AWAY IN A MANGER
“Psychological development…without corresponding spiritual development tends to leave a person at the typical mid-life crisis point: many accomplishments but a life that feels empty of meaning and purpose even if one is engaged in community service or other worthwhile activities. The final spiritual passage through, where the ego is decisively dethroned in our psyche feels experientially like a real death, with all the fears and inner chaos this brings up.”
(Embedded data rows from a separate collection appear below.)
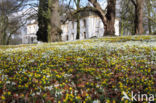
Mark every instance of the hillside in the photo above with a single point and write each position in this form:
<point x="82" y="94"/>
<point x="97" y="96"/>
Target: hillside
<point x="85" y="70"/>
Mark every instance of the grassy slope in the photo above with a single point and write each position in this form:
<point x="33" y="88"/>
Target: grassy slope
<point x="84" y="70"/>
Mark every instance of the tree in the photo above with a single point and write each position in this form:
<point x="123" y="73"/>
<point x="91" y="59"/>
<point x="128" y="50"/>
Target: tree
<point x="42" y="34"/>
<point x="54" y="28"/>
<point x="126" y="15"/>
<point x="107" y="16"/>
<point x="49" y="21"/>
<point x="7" y="7"/>
<point x="138" y="4"/>
<point x="77" y="2"/>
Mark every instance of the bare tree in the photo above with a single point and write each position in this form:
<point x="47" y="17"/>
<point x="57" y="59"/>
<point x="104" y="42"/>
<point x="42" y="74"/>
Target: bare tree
<point x="7" y="7"/>
<point x="138" y="4"/>
<point x="107" y="16"/>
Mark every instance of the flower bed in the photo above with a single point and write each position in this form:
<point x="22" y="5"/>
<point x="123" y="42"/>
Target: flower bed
<point x="81" y="71"/>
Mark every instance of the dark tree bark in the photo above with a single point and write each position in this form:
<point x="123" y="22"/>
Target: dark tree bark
<point x="138" y="16"/>
<point x="42" y="34"/>
<point x="49" y="21"/>
<point x="78" y="19"/>
<point x="149" y="7"/>
<point x="108" y="18"/>
<point x="54" y="28"/>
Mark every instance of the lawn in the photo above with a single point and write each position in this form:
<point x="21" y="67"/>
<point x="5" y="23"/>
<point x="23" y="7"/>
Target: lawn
<point x="84" y="71"/>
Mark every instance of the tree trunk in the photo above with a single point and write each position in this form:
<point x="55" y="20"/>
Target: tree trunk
<point x="78" y="20"/>
<point x="107" y="19"/>
<point x="149" y="6"/>
<point x="109" y="28"/>
<point x="54" y="28"/>
<point x="138" y="16"/>
<point x="42" y="33"/>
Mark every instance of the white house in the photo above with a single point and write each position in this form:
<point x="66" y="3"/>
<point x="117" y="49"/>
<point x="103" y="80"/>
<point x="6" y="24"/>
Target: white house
<point x="90" y="26"/>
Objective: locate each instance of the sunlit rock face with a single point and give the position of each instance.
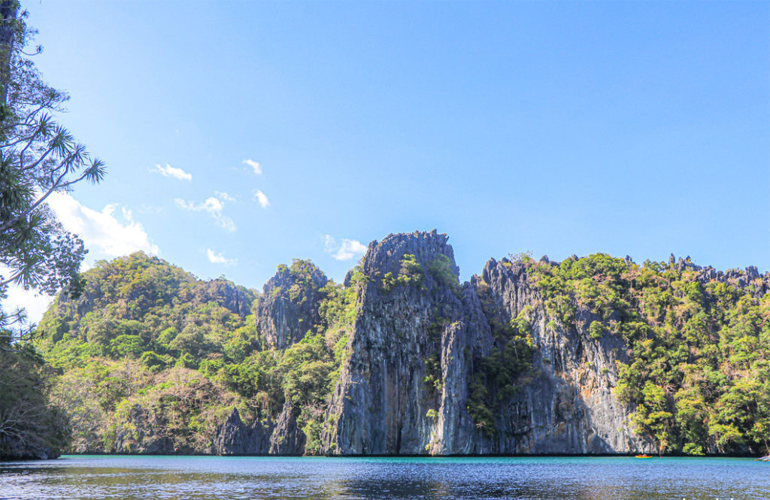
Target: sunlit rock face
(288, 308)
(383, 403)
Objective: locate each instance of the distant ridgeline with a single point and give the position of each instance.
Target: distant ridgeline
(592, 355)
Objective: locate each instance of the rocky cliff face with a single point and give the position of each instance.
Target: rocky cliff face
(566, 404)
(289, 305)
(404, 330)
(417, 345)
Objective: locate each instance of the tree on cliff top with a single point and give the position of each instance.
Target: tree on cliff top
(38, 156)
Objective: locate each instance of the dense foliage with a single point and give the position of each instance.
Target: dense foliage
(152, 359)
(37, 158)
(698, 370)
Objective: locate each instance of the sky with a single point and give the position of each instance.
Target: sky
(241, 135)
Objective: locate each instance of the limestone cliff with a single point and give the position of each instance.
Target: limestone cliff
(383, 405)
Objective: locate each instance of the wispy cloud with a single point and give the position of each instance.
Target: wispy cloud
(213, 207)
(254, 165)
(169, 171)
(224, 196)
(218, 258)
(261, 198)
(345, 250)
(102, 231)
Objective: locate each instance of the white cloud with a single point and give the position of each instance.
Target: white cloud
(346, 250)
(261, 198)
(214, 207)
(101, 231)
(254, 165)
(218, 258)
(169, 171)
(224, 196)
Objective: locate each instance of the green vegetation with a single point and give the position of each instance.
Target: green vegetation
(411, 273)
(158, 358)
(699, 370)
(38, 157)
(496, 377)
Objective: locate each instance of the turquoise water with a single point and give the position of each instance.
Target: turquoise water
(225, 478)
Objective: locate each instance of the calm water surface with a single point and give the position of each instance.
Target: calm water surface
(225, 478)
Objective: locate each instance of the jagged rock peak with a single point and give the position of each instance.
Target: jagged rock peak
(289, 305)
(385, 256)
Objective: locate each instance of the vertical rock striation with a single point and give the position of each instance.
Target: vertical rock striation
(416, 346)
(289, 305)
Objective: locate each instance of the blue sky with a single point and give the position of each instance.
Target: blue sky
(632, 128)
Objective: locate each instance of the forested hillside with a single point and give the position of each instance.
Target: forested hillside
(150, 359)
(590, 355)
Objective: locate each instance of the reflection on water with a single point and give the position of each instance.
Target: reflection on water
(225, 478)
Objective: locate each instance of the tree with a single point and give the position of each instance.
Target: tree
(38, 157)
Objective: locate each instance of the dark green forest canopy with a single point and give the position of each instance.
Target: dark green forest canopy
(149, 349)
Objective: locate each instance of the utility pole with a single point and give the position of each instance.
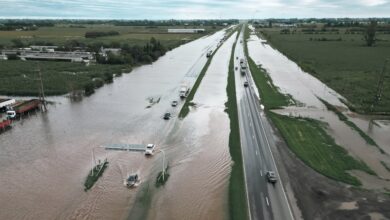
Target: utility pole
(379, 88)
(42, 96)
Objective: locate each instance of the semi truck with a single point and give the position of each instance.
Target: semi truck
(243, 68)
(209, 53)
(19, 108)
(5, 124)
(184, 90)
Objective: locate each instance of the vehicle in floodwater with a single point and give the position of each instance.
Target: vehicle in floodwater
(20, 108)
(131, 180)
(167, 116)
(271, 177)
(209, 53)
(149, 149)
(184, 90)
(174, 103)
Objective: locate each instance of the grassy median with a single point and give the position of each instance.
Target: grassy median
(270, 95)
(238, 208)
(188, 102)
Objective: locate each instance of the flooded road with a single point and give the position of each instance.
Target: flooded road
(201, 163)
(45, 158)
(304, 88)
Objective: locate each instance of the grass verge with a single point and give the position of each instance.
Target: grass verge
(95, 174)
(384, 164)
(347, 65)
(186, 107)
(307, 138)
(238, 208)
(309, 141)
(352, 125)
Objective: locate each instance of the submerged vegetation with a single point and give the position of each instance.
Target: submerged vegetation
(352, 125)
(308, 139)
(94, 174)
(346, 64)
(188, 102)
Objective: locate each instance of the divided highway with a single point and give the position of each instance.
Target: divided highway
(265, 200)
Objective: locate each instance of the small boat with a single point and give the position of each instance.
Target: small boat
(131, 180)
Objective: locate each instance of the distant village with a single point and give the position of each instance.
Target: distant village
(49, 53)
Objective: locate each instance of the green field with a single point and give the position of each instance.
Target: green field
(62, 77)
(342, 61)
(58, 77)
(63, 34)
(310, 142)
(307, 138)
(237, 191)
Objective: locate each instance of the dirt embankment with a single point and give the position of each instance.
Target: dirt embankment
(319, 197)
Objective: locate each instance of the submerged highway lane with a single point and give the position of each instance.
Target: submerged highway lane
(265, 200)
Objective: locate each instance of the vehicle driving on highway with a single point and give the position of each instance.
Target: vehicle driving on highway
(271, 177)
(149, 149)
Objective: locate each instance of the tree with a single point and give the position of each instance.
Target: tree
(369, 36)
(18, 43)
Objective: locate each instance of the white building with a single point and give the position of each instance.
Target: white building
(186, 31)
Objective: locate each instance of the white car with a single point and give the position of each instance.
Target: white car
(149, 149)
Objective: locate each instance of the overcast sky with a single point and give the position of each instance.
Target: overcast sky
(192, 9)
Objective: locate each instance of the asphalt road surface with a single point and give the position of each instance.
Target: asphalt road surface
(265, 200)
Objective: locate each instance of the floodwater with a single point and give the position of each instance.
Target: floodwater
(45, 158)
(198, 186)
(304, 88)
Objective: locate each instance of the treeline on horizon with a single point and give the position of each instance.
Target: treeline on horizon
(19, 23)
(329, 22)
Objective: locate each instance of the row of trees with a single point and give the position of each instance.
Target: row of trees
(134, 55)
(95, 34)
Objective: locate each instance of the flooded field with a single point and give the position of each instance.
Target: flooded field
(305, 90)
(201, 161)
(45, 158)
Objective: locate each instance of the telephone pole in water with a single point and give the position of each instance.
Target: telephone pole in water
(42, 92)
(379, 88)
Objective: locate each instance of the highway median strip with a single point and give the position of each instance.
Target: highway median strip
(238, 208)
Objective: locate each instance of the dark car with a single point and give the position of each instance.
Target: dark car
(271, 177)
(132, 180)
(167, 116)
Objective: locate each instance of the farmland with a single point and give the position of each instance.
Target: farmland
(63, 34)
(19, 77)
(341, 60)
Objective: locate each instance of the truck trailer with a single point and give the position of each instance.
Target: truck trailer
(22, 107)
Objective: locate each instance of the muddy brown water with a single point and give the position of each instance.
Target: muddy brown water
(198, 187)
(305, 89)
(45, 158)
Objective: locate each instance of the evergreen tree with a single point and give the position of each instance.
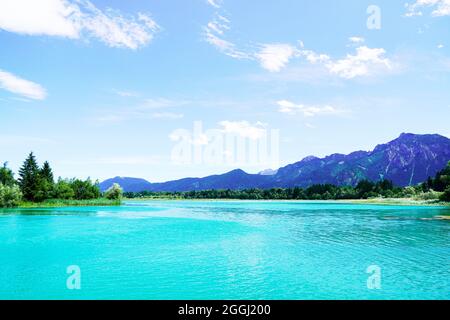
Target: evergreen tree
(47, 173)
(29, 178)
(6, 176)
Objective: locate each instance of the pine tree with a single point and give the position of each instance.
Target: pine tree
(6, 176)
(29, 178)
(47, 173)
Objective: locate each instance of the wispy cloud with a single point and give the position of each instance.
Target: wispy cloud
(25, 88)
(289, 107)
(146, 110)
(7, 140)
(439, 8)
(244, 129)
(274, 57)
(214, 3)
(365, 62)
(356, 40)
(75, 19)
(214, 35)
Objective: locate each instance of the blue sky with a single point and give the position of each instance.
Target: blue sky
(101, 88)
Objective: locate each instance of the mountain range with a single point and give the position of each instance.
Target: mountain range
(408, 160)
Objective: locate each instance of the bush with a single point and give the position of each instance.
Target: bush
(446, 195)
(63, 190)
(430, 195)
(85, 190)
(114, 193)
(10, 196)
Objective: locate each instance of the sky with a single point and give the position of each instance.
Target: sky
(166, 89)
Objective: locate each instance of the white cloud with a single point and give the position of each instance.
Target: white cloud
(288, 107)
(76, 19)
(356, 40)
(274, 57)
(14, 140)
(148, 109)
(127, 94)
(439, 8)
(244, 129)
(167, 115)
(214, 3)
(214, 34)
(365, 62)
(25, 88)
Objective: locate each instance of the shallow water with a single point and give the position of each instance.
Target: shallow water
(226, 250)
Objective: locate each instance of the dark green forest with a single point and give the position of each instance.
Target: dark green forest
(36, 184)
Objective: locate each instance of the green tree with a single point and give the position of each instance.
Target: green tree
(29, 178)
(114, 193)
(63, 190)
(6, 176)
(10, 196)
(446, 195)
(47, 173)
(85, 190)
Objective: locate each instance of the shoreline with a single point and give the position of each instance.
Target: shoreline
(108, 203)
(374, 201)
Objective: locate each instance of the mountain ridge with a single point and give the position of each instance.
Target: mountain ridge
(406, 160)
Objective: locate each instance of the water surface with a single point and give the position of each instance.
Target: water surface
(225, 250)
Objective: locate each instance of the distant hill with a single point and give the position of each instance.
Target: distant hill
(128, 184)
(408, 160)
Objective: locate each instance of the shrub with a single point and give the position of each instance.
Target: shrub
(85, 190)
(430, 195)
(114, 193)
(10, 196)
(63, 190)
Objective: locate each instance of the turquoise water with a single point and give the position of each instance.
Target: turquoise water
(225, 250)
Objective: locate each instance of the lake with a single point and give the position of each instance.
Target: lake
(225, 250)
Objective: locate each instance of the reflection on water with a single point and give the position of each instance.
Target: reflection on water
(226, 250)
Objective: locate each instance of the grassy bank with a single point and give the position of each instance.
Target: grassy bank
(55, 203)
(380, 201)
(398, 202)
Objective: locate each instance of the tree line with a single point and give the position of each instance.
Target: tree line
(37, 184)
(437, 188)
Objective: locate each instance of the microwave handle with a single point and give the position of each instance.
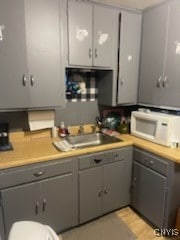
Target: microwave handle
(158, 84)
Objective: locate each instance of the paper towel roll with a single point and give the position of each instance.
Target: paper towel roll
(41, 119)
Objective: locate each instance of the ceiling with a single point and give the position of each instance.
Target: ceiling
(135, 4)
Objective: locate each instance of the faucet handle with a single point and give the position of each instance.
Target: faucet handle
(81, 129)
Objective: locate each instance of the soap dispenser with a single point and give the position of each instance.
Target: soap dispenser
(62, 130)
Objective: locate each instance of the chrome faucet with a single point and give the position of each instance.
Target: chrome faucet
(81, 129)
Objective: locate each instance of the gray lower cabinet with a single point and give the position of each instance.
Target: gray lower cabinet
(104, 182)
(155, 190)
(51, 200)
(30, 49)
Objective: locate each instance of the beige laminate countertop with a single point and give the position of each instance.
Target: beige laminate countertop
(40, 150)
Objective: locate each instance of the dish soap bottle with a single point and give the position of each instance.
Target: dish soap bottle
(62, 130)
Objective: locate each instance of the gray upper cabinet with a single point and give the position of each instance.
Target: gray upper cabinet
(129, 51)
(13, 55)
(120, 85)
(159, 74)
(171, 84)
(91, 31)
(43, 48)
(153, 54)
(30, 63)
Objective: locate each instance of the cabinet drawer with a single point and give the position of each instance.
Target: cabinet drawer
(151, 161)
(91, 160)
(19, 175)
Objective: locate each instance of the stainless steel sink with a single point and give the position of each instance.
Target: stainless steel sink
(91, 139)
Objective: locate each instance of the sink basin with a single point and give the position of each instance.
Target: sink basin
(91, 139)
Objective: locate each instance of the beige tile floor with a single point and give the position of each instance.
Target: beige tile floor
(138, 226)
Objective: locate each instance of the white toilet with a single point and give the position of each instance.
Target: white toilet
(29, 230)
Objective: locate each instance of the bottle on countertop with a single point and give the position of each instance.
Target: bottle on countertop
(63, 132)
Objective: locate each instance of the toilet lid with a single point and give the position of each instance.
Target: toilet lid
(29, 230)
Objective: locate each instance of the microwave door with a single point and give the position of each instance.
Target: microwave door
(146, 128)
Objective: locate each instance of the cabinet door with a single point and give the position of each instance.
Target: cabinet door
(13, 60)
(80, 32)
(20, 203)
(1, 225)
(115, 186)
(43, 45)
(58, 202)
(90, 193)
(171, 85)
(154, 35)
(105, 36)
(149, 194)
(130, 36)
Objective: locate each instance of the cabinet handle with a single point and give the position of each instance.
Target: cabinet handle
(95, 52)
(158, 84)
(134, 182)
(100, 193)
(97, 160)
(106, 191)
(121, 80)
(165, 82)
(32, 80)
(37, 208)
(44, 204)
(38, 174)
(24, 81)
(90, 53)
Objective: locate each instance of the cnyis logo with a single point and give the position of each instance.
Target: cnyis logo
(166, 232)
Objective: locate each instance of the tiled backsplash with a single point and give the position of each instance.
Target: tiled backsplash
(81, 86)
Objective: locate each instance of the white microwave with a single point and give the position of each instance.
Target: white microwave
(157, 127)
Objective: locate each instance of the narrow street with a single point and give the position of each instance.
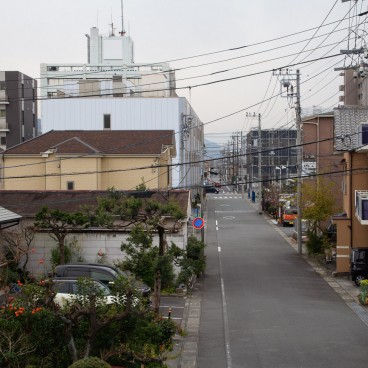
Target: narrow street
(265, 306)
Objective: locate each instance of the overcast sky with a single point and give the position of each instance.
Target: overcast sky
(48, 31)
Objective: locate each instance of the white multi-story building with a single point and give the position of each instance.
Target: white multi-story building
(113, 92)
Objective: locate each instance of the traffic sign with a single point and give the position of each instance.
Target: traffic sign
(198, 222)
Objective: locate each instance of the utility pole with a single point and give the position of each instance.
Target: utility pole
(299, 162)
(260, 211)
(288, 77)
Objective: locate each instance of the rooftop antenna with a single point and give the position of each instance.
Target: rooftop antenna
(112, 34)
(122, 32)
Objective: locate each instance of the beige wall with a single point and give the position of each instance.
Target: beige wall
(53, 172)
(350, 232)
(320, 129)
(24, 173)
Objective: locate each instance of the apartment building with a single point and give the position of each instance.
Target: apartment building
(18, 108)
(351, 139)
(112, 91)
(278, 156)
(318, 152)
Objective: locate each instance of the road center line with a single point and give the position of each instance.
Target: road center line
(226, 320)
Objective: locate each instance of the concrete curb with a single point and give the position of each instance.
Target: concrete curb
(342, 285)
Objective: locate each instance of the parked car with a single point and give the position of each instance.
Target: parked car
(288, 216)
(359, 265)
(106, 274)
(208, 189)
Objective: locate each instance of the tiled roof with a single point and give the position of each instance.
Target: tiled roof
(28, 203)
(97, 141)
(7, 216)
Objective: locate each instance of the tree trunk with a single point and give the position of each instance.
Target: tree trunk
(62, 249)
(157, 285)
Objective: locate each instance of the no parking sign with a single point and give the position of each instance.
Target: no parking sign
(198, 222)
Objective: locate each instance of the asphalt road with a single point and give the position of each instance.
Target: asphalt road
(263, 305)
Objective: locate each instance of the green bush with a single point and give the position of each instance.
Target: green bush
(91, 362)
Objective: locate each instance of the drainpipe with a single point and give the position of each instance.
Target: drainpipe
(351, 199)
(88, 48)
(2, 172)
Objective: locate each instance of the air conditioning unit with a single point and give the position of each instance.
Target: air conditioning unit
(362, 134)
(361, 206)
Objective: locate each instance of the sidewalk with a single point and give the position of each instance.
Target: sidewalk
(341, 284)
(185, 351)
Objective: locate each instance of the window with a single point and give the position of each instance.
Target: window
(362, 131)
(107, 121)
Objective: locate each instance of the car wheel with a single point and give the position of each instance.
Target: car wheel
(358, 280)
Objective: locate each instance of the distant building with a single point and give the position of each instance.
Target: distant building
(354, 89)
(109, 72)
(18, 108)
(112, 92)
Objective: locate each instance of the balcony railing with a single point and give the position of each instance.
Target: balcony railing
(4, 126)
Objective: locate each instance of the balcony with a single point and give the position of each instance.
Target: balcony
(4, 127)
(361, 206)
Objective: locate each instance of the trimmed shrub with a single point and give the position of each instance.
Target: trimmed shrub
(91, 362)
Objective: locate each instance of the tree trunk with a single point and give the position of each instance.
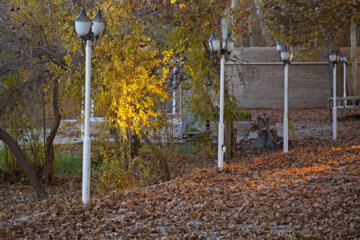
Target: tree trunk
(49, 149)
(25, 166)
(163, 163)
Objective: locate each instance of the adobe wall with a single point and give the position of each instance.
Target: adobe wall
(257, 80)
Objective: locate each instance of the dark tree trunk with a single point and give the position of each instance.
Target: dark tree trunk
(49, 147)
(163, 163)
(25, 166)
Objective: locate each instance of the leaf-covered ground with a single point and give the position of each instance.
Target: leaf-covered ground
(312, 192)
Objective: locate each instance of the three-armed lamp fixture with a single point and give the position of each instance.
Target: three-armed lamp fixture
(287, 56)
(334, 59)
(224, 49)
(88, 30)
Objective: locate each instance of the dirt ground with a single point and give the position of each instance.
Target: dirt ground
(312, 192)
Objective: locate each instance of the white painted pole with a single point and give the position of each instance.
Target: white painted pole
(334, 104)
(221, 148)
(286, 132)
(86, 139)
(174, 91)
(344, 82)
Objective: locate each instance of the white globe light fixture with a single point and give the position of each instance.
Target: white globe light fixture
(88, 30)
(278, 46)
(98, 25)
(214, 43)
(82, 24)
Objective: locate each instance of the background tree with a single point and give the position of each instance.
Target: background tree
(30, 43)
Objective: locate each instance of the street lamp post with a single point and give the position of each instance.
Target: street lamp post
(88, 30)
(286, 56)
(333, 60)
(224, 50)
(343, 59)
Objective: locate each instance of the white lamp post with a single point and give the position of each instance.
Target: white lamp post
(88, 30)
(334, 59)
(286, 56)
(224, 50)
(343, 59)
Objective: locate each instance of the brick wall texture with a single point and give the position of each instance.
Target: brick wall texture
(257, 80)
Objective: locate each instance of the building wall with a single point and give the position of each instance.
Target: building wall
(257, 80)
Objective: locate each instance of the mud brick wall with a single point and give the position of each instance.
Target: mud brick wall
(257, 80)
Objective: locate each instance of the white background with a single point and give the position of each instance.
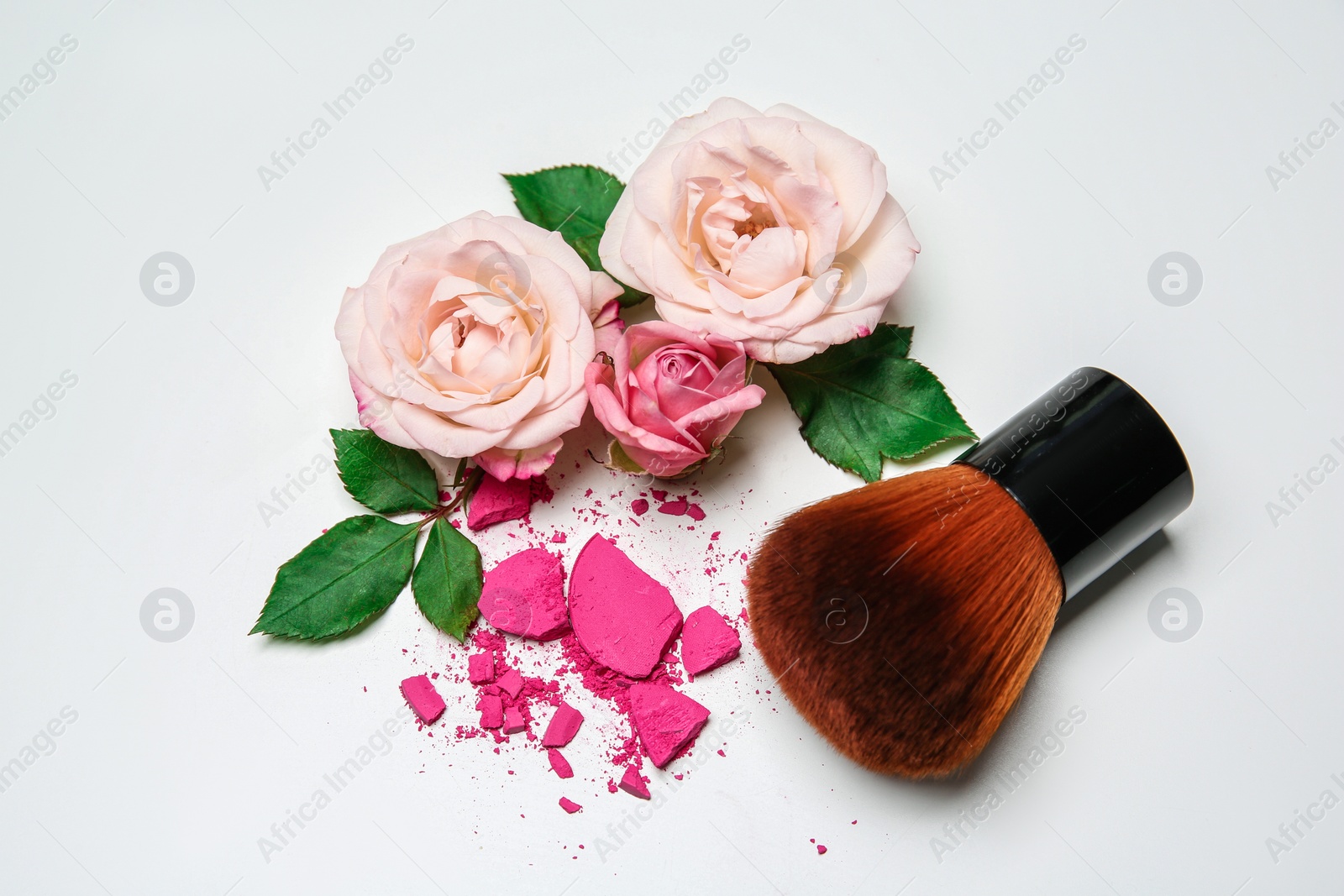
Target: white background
(1035, 261)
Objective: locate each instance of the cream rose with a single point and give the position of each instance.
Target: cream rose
(472, 340)
(768, 228)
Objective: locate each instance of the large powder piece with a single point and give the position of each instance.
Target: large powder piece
(564, 726)
(524, 595)
(497, 501)
(559, 763)
(622, 617)
(707, 641)
(423, 698)
(664, 719)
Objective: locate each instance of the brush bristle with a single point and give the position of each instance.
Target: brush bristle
(904, 618)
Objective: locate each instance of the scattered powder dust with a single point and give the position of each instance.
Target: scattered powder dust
(507, 692)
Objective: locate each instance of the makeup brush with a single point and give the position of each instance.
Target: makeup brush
(904, 618)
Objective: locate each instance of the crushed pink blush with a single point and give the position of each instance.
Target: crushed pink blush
(480, 668)
(564, 726)
(707, 641)
(674, 508)
(633, 783)
(496, 501)
(665, 720)
(524, 595)
(559, 765)
(622, 616)
(423, 699)
(492, 711)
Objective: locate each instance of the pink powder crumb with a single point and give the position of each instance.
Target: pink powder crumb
(559, 765)
(622, 618)
(423, 698)
(707, 641)
(664, 719)
(564, 726)
(492, 711)
(524, 595)
(496, 501)
(480, 668)
(674, 508)
(511, 683)
(632, 782)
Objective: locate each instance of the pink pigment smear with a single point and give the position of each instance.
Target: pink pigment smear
(622, 617)
(615, 633)
(664, 719)
(559, 763)
(496, 501)
(524, 595)
(707, 642)
(564, 726)
(423, 698)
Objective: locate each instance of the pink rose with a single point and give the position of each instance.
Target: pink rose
(770, 228)
(470, 342)
(671, 396)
(Hillevi Ruumet Pathways of the Soul)
Being in a transition from tropical sunlight and warmth to the chill and rain of the great gray north, I reach for the same creature comforts that have appealed to generations of hardy Canadians: soups and stews, crackling fires, music, books, puzzles, cheesy rom-coms and Christmas lights times infinity. And the companionship of others, not because “misery loves company” but because we crave the feelings of acceptance and belonging generated by the presence of our loved ones. This is especially important as the nights get longer and we have fewer reasons to venture out of doors. This protracted period of darkness has its echo in the spiritual journey as well. Though this can occur at any time in one’s life (not just in December, or among our elders) there are common elements between the winter solstice and the “dark night of the soul” as written about in contemplative Christianity, or as the apotheosis of the ego in transpersonal psychology.
Hillevi Ruumet describes it thus:
“How many people at midlife, feeling a vague call to something deeper or greater, have unconsciously sought in a new personal love relationship the connection with divine Love, often betraying commitments and breaking up families in the process? But if in this waltz where both are struggling to lead, the Ego manages to see that the Self knows the dance better and consents to follow, their struggle can lead to the birth of a capacity for love as Aloha, embedded in the Divine and grounded in well-developed Egoic skills that will help to implement the person’s newly realized values in the world.”
Without trying to sound sacrilegious, I ask myself: What if the Christmas story were simply metaphorical for this birth of a capacity for love as Aloha? Ruumet explains Aloha with the following: “According to the late and much respected Hawaiian elder Nana Veary, ‘Alo’ means the bosom, the center of the universe. ‘Ha’ is the breath of God. Aloha is a feeling, a recognition of the divine. It is not just a word or greeting. When you say Aloha to someone you are conveying or bestowing this feeling. [It] is about the heart energy of the divine, and seeing our common divine essence in every human being.”
Seeing our common divine essence hinges on the discovery that we are not the unique, independent and self-sufficient individuals we imagine ourselves to be. It requires a basic cognitive shift from the perspective of “us versus them” and “me versus you” to an understanding that we are all interdependent, and nobody wins unless everybody wins. Aloha levels the playing field, as it were. It comes with the acceptance of our relative insignificance.
This transformation occurs slowly because the ego is highly defended against anything that threatens its dominance, its sense of control and all-knowingness. It’s just too humiliating for the ego to admit that it doesn’t have all the answers. But if one learns to trust in the power of love over the love of power in which the ego is embedded, the world takes on a much different hue. Spiritual expression can then evolve into the practice of compassion, arising out of a sense of connectedness and empathy with all humanity.
I believe that every individual comes to this Rubicon between the ego’s I, me, and mine, and the sense of connectedness with all humanity that Ruumet is describing. Each of us is at some time a babe in the manger with Fate or circumstances rendering us helpless — if only in our ability to find meaning and purpose in serving the demands of an overgrown ego. May we all see and follow the bright star of an open, caring and compassionate heart.
So as not to get coal in our Christmas stockings.